We are just a few, but I feel we are getting closer than ever to a boom of the #Fediverse; I hope and I believe that in a not-so-far future everybody will realize how great #ActivityPub is.
@Davide_Sandini @dansup I already quit, but only mainstream platforms.
@tommi @dansup Was just thinking last night that if #Fediverse users and #FOSS enthusiasts each wrote even one organization or company and asked them to maintain a presence on a Fediverse platform and not just on commercial social media outlets, what would the results be? You'd need enough people writing to make a difference. However, even if just a few organizations started posting to the Fediverse, it would mean more diverse content. Anyone up for contacting groups like archive.org?
@bob @tommi @dansup I was thinking more of organizations and non-profits instead of commercial companies. Why shouldn't they want to reach more people by adding information to other locations online? Organizations like Creative Commons and archive.org could be asked to add a Mastodon feed along with their Twitter feeds. I contacted Action for Happiness to see if they'd consider adding Mastodon as part of their outreach to people.

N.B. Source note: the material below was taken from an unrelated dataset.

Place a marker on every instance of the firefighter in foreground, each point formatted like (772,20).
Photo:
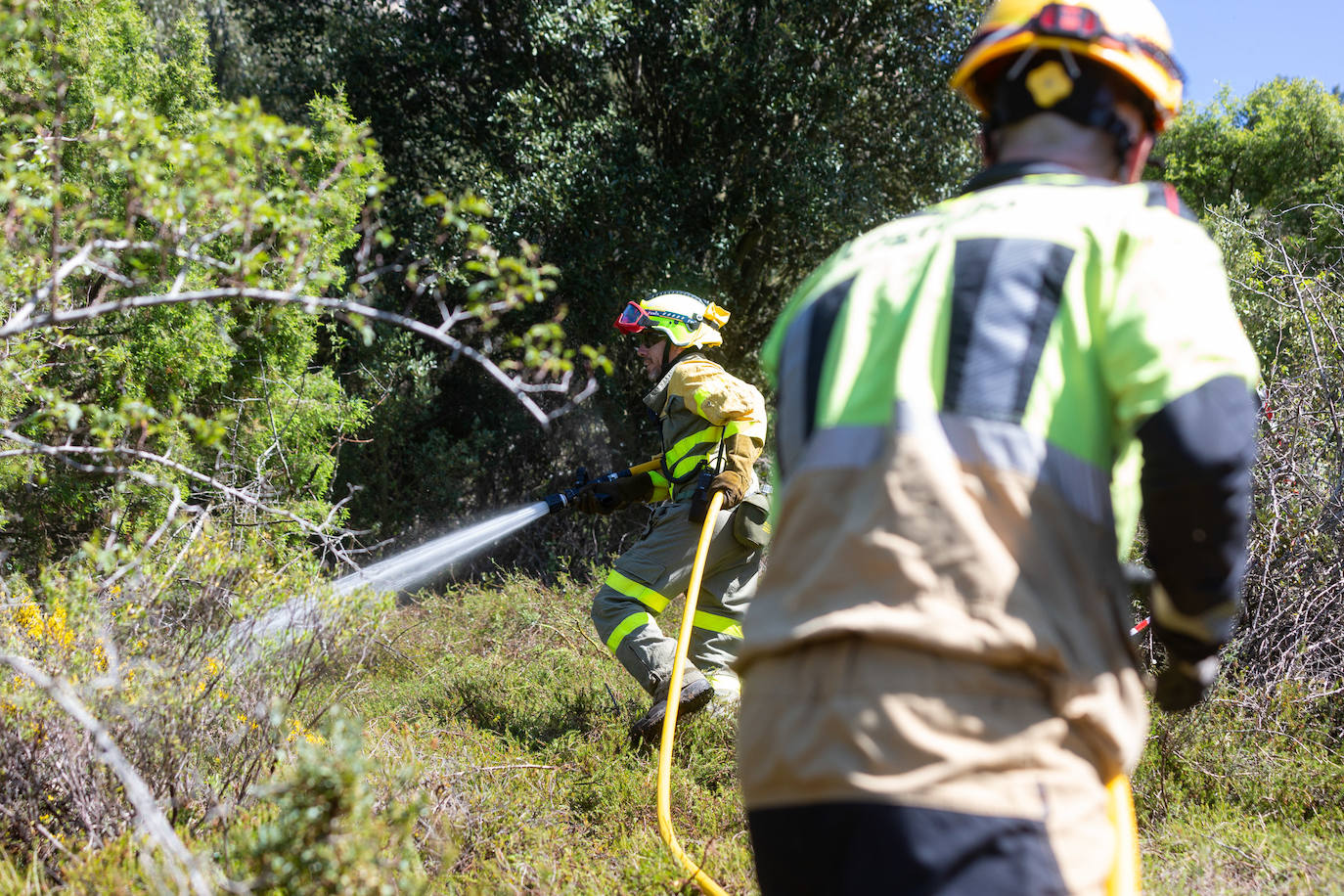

In my opinion, the only way to actually boost presence and usage on #Fediverse is to write some sort of manifesto which sets a date when all the companies, organizations and individuals that sign it move out of mainstream social media and switch decentralized alternatives, IN MASS.
If this does not become a mass movement (or a revolution), very few entities alone would be willing to give up public and participation in the name of ethics.
@tommi @bob @lmemsm And there's the rub. Why do we want people who don't care about ethics around here? If we are the Free Software movement, then we ought to be aiming for better - not just to copy the pathologies of the BigTech systems.
The fediverse might become bigger over the next few years. Or not. Much depends upon what happens with Facebook and Twitter. In a "business as usual" scenario there will continue to be waves of exodus out of those sites as people either voluntarily leave or the increasing pressure forces them out. But network effect will retain the vast majority.
In the past there have been no statistically large exoduses from BigTech but instead there were particular scandals or Jack would just arbitrarily decide that he didn't approve of a certain demographic and delete their accounts. Some exoduses were a net positive for the fediverse and others were not.
If there were to be a big campaign and 5% of users left Facebook, would the fediverse be able to cope with that? It's not clear to me. There would be chaos for a while, but potentially it might be feasible.
@tommi
Sorry, I missed it, bit it seems to be really interesting, do not quit, please. Let me an evening to read it all.